Norwegian chief executive Bjørn Kjos has praised the Boeing 787 as a game-changing aircraft ahead of his airline's imminent first Dreamliner delivery.
Speaking to Airline Business, Kjos credits the aircraft and its Airbus rival with making possible low-cost long-haul operation, which Norwegian has embraced this summer, opening routes from Oslo to New York and Bangkok.
"I think the A350 and the 787 are the only ones that you can fly low-cost long-haul with, because they are so much lower on operating cost," he says. "We looked into it with older types of aircraft like the 767, A340, and the figures wouldn't add up at all." The A330 may be economical for flights shorter than eight hours, but not for Norwegian's 11-hour Oslo-Bangkok service. The A340, meanwhile, "is way too high cost per seat-kilometre in order to compete".
Part of what makes the 787 a "totally different ballgame", in Kjos's view, is the GoldCare arrangement under which the airframer takes charge of maintenance to reduce initial cost and complexity for the airline: "That, we will see in the future: airlines won't do their own maintenance operation because it's too costly.

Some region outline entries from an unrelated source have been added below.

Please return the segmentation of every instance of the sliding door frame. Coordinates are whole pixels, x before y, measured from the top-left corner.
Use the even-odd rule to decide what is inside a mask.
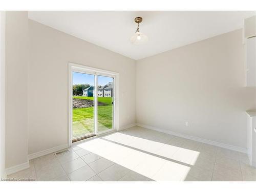
[[[69,146],[72,144],[72,123],[73,123],[73,75],[72,72],[84,73],[94,75],[94,127],[96,136],[103,134],[113,131],[118,130],[118,73],[92,68],[82,65],[69,62]],[[113,78],[113,128],[104,132],[98,132],[98,76],[103,76]]]

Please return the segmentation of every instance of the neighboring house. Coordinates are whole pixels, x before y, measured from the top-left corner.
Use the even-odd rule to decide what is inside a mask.
[[[113,97],[113,85],[110,84],[103,89],[104,97]]]
[[[82,96],[85,97],[93,97],[94,90],[94,86],[90,86],[89,88],[82,90]]]
[[[94,87],[90,87],[82,90],[82,96],[93,97],[94,96]],[[98,88],[98,97],[113,97],[113,86],[99,86]]]
[[[104,97],[104,88],[108,86],[104,86],[98,89],[98,97]]]

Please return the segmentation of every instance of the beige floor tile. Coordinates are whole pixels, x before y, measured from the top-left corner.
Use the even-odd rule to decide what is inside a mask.
[[[78,155],[73,151],[70,151],[57,156],[57,158],[61,164],[67,163],[78,158],[79,158]]]
[[[72,181],[85,181],[95,175],[88,165],[86,165],[69,174],[68,176]]]
[[[95,154],[93,153],[91,153],[89,154],[86,155],[81,157],[82,159],[87,164],[91,163],[96,160],[100,159],[101,156]]]
[[[87,164],[81,158],[77,158],[73,161],[62,164],[63,169],[68,174],[86,165]]]
[[[226,157],[239,161],[238,152],[234,151],[220,148],[217,152],[217,158]]]
[[[36,170],[37,181],[52,181],[58,177],[66,175],[66,174],[61,165],[44,166]]]
[[[119,180],[120,181],[147,181],[150,178],[132,170]]]
[[[115,164],[115,163],[113,162],[104,158],[102,158],[90,163],[89,165],[94,172],[96,174],[98,174],[114,164]]]
[[[103,181],[116,181],[130,171],[129,169],[118,164],[115,164],[100,172],[98,176]]]
[[[56,178],[53,180],[53,181],[70,181],[69,177],[67,175],[63,176],[60,176]]]
[[[86,181],[103,181],[97,175],[95,175],[95,176],[93,176],[91,178],[88,179]]]
[[[214,167],[212,181],[242,181],[241,170],[227,167],[222,164],[216,164]]]
[[[194,166],[201,168],[212,172],[215,164],[215,159],[210,159],[205,158],[204,156],[199,156],[196,161]]]
[[[216,158],[216,166],[218,166],[219,164],[221,164],[223,167],[226,168],[235,169],[238,171],[240,171],[241,170],[239,162],[226,157],[217,157]]]
[[[29,168],[9,175],[7,176],[8,179],[15,179],[17,181],[36,181],[36,174],[35,172],[34,163],[32,161],[30,161]]]
[[[194,166],[189,170],[188,175],[200,181],[210,181],[213,169],[210,170],[208,169]]]
[[[75,152],[77,155],[78,155],[79,157],[82,157],[84,155],[89,154],[89,153],[91,153],[91,152],[86,150],[83,148],[81,148],[80,150],[76,150]]]
[[[241,163],[241,166],[244,181],[256,181],[256,167],[245,163]]]
[[[155,174],[149,177],[157,181],[183,181],[190,168],[185,165],[167,161]]]

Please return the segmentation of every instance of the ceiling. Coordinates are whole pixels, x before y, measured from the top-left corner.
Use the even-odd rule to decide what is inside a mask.
[[[29,18],[138,60],[243,27],[255,11],[29,11]],[[148,41],[130,41],[134,18]]]

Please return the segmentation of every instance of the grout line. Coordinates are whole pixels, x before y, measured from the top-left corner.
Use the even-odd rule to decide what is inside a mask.
[[[243,175],[243,172],[242,171],[242,167],[241,166],[241,159],[240,159],[240,154],[239,154],[238,155],[239,155],[239,166],[240,167],[240,172],[241,172],[241,175],[242,176],[242,181],[244,181],[244,176]]]

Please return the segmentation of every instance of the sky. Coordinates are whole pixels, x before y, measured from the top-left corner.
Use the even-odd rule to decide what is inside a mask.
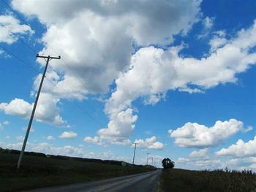
[[[1,0],[0,147],[256,171],[253,0]]]

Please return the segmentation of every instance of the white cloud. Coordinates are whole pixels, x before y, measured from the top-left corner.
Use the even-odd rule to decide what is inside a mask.
[[[169,134],[175,138],[174,143],[180,147],[202,147],[218,145],[244,130],[243,122],[230,119],[217,120],[212,127],[189,122],[176,130],[169,130]]]
[[[42,9],[45,1],[12,1],[15,9],[28,18],[39,18],[47,27],[42,39],[45,47],[40,54],[52,55],[53,47],[69,66],[67,67],[59,61],[50,61],[53,71],[47,77],[54,85],[45,80],[42,93],[48,95],[50,98],[48,100],[51,102],[42,102],[41,107],[38,106],[46,117],[37,120],[65,124],[59,114],[60,99],[67,96],[83,99],[88,93],[107,93],[120,72],[128,69],[135,45],[170,44],[173,35],[185,34],[198,20],[200,2],[48,1],[50,6],[45,12]],[[61,9],[58,8],[60,4]],[[34,84],[38,85],[39,77]],[[35,88],[33,92],[37,91]],[[43,97],[42,95],[39,101]],[[50,112],[47,109],[53,110]],[[115,139],[116,143],[122,142],[120,139]]]
[[[162,150],[164,144],[157,141],[157,137],[153,136],[151,138],[143,139],[136,139],[135,141],[138,144],[138,147],[143,147],[148,149]]]
[[[256,155],[256,137],[253,140],[244,142],[242,139],[238,139],[236,144],[233,144],[227,148],[222,148],[216,152],[217,155],[246,157]]]
[[[214,18],[206,17],[202,20],[203,29],[201,34],[197,36],[198,39],[205,38],[209,35],[212,26],[214,26]]]
[[[203,20],[203,25],[205,28],[207,29],[211,28],[212,26],[214,25],[214,18],[213,18],[206,17]]]
[[[22,25],[12,15],[0,15],[0,42],[12,44],[23,35],[31,35],[34,31],[27,26]]]
[[[132,45],[170,45],[174,34],[186,34],[198,20],[200,1],[61,1],[59,9],[59,4],[51,1],[45,12],[42,9],[45,1],[12,1],[14,9],[46,25],[41,53],[52,53],[50,43],[76,74],[51,61],[53,70],[63,75],[56,74],[55,85],[45,86],[45,93],[55,101],[50,108],[56,112],[50,118],[57,117],[57,123],[64,123],[56,106],[64,99],[58,90],[70,98],[83,99],[89,93],[107,93],[117,78],[116,90],[105,107],[110,118],[108,128],[98,131],[101,139],[113,143],[129,142],[138,118],[132,107],[136,99],[143,97],[145,104],[155,104],[169,90],[200,93],[219,84],[236,82],[236,74],[256,61],[255,53],[250,52],[256,45],[256,24],[241,30],[221,47],[219,44],[215,46],[219,48],[207,58],[182,57],[182,46],[166,50],[144,47],[131,58]],[[206,21],[206,26],[211,26],[210,18]],[[130,120],[121,122],[123,113]]]
[[[95,136],[94,137],[86,137],[83,139],[83,141],[86,142],[91,142],[91,143],[97,144],[97,145],[101,144],[100,139],[97,136]]]
[[[256,53],[250,52],[256,46],[255,33],[256,21],[207,58],[199,59],[179,55],[182,46],[167,50],[154,47],[140,49],[132,57],[130,69],[116,80],[116,89],[105,105],[110,121],[120,112],[132,108],[132,101],[138,98],[155,104],[160,99],[148,98],[157,99],[169,90],[200,93],[219,84],[236,82],[236,74],[256,62]]]
[[[36,109],[34,118],[39,122],[47,122],[62,126],[66,122],[59,115],[56,104],[59,99],[49,93],[41,93]],[[15,98],[8,103],[0,103],[0,110],[5,114],[30,118],[34,103],[29,104],[23,99]]]
[[[134,123],[137,115],[132,115],[132,110],[127,109],[117,114],[113,114],[108,123],[108,128],[102,128],[98,131],[100,139],[108,140],[111,143],[129,145],[127,139],[132,135],[135,128]]]
[[[3,130],[5,126],[9,125],[9,121],[8,120],[4,120],[3,123],[0,123],[0,131]]]
[[[18,140],[18,141],[23,141],[23,140],[24,140],[24,137],[23,137],[23,136],[17,136],[16,137],[15,137],[15,139],[16,139],[16,140]]]
[[[73,131],[64,131],[60,136],[59,138],[67,138],[67,139],[71,139],[75,138],[78,136],[77,133],[75,133]]]
[[[215,35],[209,42],[211,52],[216,51],[227,43],[225,35],[226,33],[224,31],[218,31],[215,33]]]
[[[54,140],[55,138],[54,138],[53,136],[51,136],[51,135],[48,135],[48,136],[46,137],[46,139],[47,139],[47,140]]]

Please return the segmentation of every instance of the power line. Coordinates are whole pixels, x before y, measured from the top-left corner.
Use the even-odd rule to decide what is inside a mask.
[[[14,10],[4,0],[2,0],[2,2],[12,11],[26,25],[29,26],[32,30],[33,28],[31,26],[31,25],[29,25],[20,15],[19,13],[18,13],[18,12],[16,12],[15,10]],[[4,26],[5,27],[5,26]],[[6,28],[7,28],[7,27],[5,27]],[[8,28],[7,28],[8,29]],[[10,31],[10,29],[8,29]],[[37,33],[37,31],[34,31],[35,34]],[[24,44],[26,45],[26,46],[29,48],[31,51],[34,52],[35,53],[37,53],[37,51],[36,51],[34,48],[32,48],[31,46],[29,46],[27,43],[26,43],[24,41],[23,41],[21,39],[20,39],[20,40]],[[53,50],[53,52],[55,52],[57,55],[60,55],[59,53],[58,53],[50,45],[50,43],[47,44],[48,47],[49,47],[50,49],[52,49]],[[10,53],[10,51],[7,51],[8,53]],[[22,61],[20,58],[18,58],[16,55],[15,55],[13,53],[10,53],[10,54],[12,55],[13,55],[14,57],[15,57],[17,59],[20,60],[20,61],[22,61],[23,64],[26,64],[26,62],[24,62],[23,61]],[[74,74],[75,77],[81,83],[81,85],[85,87],[87,89],[87,91],[89,94],[92,94],[92,93],[90,91],[90,89],[88,88],[88,86],[86,85],[85,85],[83,82],[83,80],[80,79],[80,77],[79,77],[79,75],[77,75],[76,73],[74,72],[73,69],[72,69],[72,68],[67,64],[67,63],[65,61],[65,60],[64,59],[64,58],[61,58],[61,61],[62,63],[69,69],[70,72],[72,72],[72,73]],[[38,72],[38,71],[37,71]],[[46,78],[48,79],[48,78]],[[49,82],[51,82],[50,80],[48,80]],[[71,86],[69,86],[69,85],[67,85],[72,91],[73,91],[75,93],[78,93],[78,91],[75,91]],[[56,86],[56,88],[59,89],[59,88]],[[79,93],[80,94],[80,93]],[[67,97],[67,99],[69,99],[69,97]],[[75,103],[75,105],[78,106],[78,108],[80,108],[80,110],[82,109],[79,105],[78,105],[76,103]],[[88,104],[90,106],[90,108],[94,109],[95,107],[92,107],[89,103],[88,103]],[[90,115],[91,117],[91,115],[89,115],[89,113],[86,112],[88,115]],[[101,125],[101,126],[102,126]]]
[[[14,10],[4,0],[2,0],[3,3],[12,11],[26,25],[29,26],[32,30],[33,30],[33,28],[31,26],[30,24],[29,24],[20,15],[20,14]],[[37,31],[34,31],[35,34],[37,34]],[[28,48],[29,48],[31,50],[32,50],[33,52],[34,52],[35,53],[37,53],[37,51],[34,50],[31,46],[29,46],[28,44],[26,44],[24,41],[23,41],[22,39],[20,39],[21,42],[23,42],[26,47],[28,47]],[[50,47],[52,50],[53,50],[53,52],[55,52],[55,53],[56,53],[57,55],[60,55],[60,53],[58,53],[56,49],[54,49],[53,47],[53,46],[49,43],[48,42],[47,43],[47,45],[48,47]],[[90,91],[90,89],[89,88],[89,87],[84,84],[83,81],[81,80],[81,78],[80,77],[79,75],[78,75],[76,74],[76,72],[75,72],[75,71],[69,66],[69,65],[67,64],[67,63],[64,60],[64,58],[62,56],[61,58],[61,62],[69,69],[70,72],[72,72],[72,73],[74,74],[75,77],[81,83],[81,85],[86,88],[88,93],[89,94],[93,94],[93,93],[91,93],[91,91]],[[73,90],[74,91],[74,90]],[[77,92],[75,91],[74,91],[75,92]],[[90,105],[90,104],[89,104]],[[91,107],[92,107],[91,106]],[[94,108],[94,107],[92,107]]]
[[[6,52],[7,52],[9,54],[10,54],[11,55],[12,55],[13,57],[15,57],[16,59],[18,59],[18,61],[20,61],[22,64],[25,64],[26,66],[29,66],[29,68],[31,68],[31,69],[33,69],[34,71],[38,72],[38,73],[41,73],[41,72],[39,72],[39,70],[37,70],[37,69],[34,68],[33,66],[31,66],[31,65],[28,64],[26,62],[25,62],[23,59],[20,58],[18,56],[17,56],[15,54],[12,53],[11,51],[7,50],[6,48],[4,48],[4,47],[2,47],[1,45],[0,45],[0,47],[2,48],[4,50],[5,50]],[[48,78],[47,77],[45,77],[45,79],[48,80],[48,82],[50,83],[51,83],[53,85],[56,85],[49,78]],[[63,92],[59,88],[58,88],[57,86],[55,86],[55,88],[56,89],[58,89],[58,91],[63,95],[64,98],[66,98],[67,99],[70,99],[70,97],[69,96],[67,96],[67,93],[65,93],[64,92]],[[89,118],[91,118],[95,123],[97,123],[98,125],[100,126],[100,128],[102,128],[102,125],[101,124],[101,123],[99,123],[98,120],[97,120],[93,116],[91,116],[88,112],[85,111],[80,105],[78,105],[77,103],[75,102],[72,102],[72,104],[74,104],[75,106],[76,106],[83,113],[86,114],[87,116],[89,116]]]
[[[28,125],[28,128],[27,128],[26,132],[26,135],[25,135],[25,138],[24,138],[24,141],[23,141],[23,145],[22,146],[22,149],[21,149],[21,151],[20,151],[19,160],[18,161],[18,165],[17,165],[17,168],[18,169],[20,169],[20,166],[22,158],[23,156],[24,150],[25,150],[25,148],[26,148],[26,142],[28,141],[30,128],[31,128],[32,123],[33,123],[34,115],[34,113],[36,112],[37,102],[38,102],[39,97],[39,95],[40,95],[40,93],[41,93],[42,83],[44,82],[44,79],[45,79],[45,77],[47,68],[48,68],[48,64],[49,64],[49,61],[50,60],[52,60],[52,59],[61,59],[61,56],[59,56],[59,58],[50,57],[50,55],[46,57],[46,56],[40,56],[38,54],[37,55],[37,58],[43,58],[45,60],[45,58],[47,58],[47,61],[46,61],[46,64],[45,64],[45,70],[44,70],[43,74],[42,76],[40,84],[39,84],[39,88],[38,88],[37,94],[37,96],[36,96],[36,100],[35,100],[35,101],[34,103],[33,110],[32,110],[30,120],[29,120],[29,125]]]

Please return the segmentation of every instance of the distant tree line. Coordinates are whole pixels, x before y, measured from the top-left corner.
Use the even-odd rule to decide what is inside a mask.
[[[10,150],[10,149],[3,149],[0,147],[0,153],[7,153],[12,154],[20,154],[20,151],[18,150]],[[99,164],[113,164],[113,165],[120,165],[125,166],[131,166],[132,164],[129,164],[127,162],[124,162],[122,161],[115,161],[115,160],[102,160],[97,158],[78,158],[78,157],[69,157],[64,155],[46,155],[42,153],[37,152],[24,152],[25,155],[35,155],[35,156],[41,156],[45,158],[51,158],[56,159],[64,159],[64,160],[71,160],[71,161],[79,161],[83,162],[93,162],[93,163],[99,163]],[[136,165],[137,166],[143,166],[143,165]]]
[[[165,158],[162,161],[162,167],[166,169],[173,169],[174,167],[174,161],[171,161],[170,158]]]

You cannot even be close to competing with the cost that Boeing can run it for, because there is a huge fleet that they can look after."
The impact of delays to Boeing's Dreamliner was reduced by Norwegian's decision to pursue a soft launch of its long-haul services, says Kjos: "We can substitute two Dreamliners [for] two A340s, but if it had gone on for a longer time, we would have needed three A340s to substitute for two Dreamliners. You can see the cost saving... You cruise at much lower speed, you need more maintenance time on the ground. It adds up. That's why it is a game changer, the 787."
Norwegian will initially assign its first 787 to European routes for a month, flying it from Oslo to Alicante, Barcelona, London, Malaga and Nice.
The airline has a total of eight 787s on order.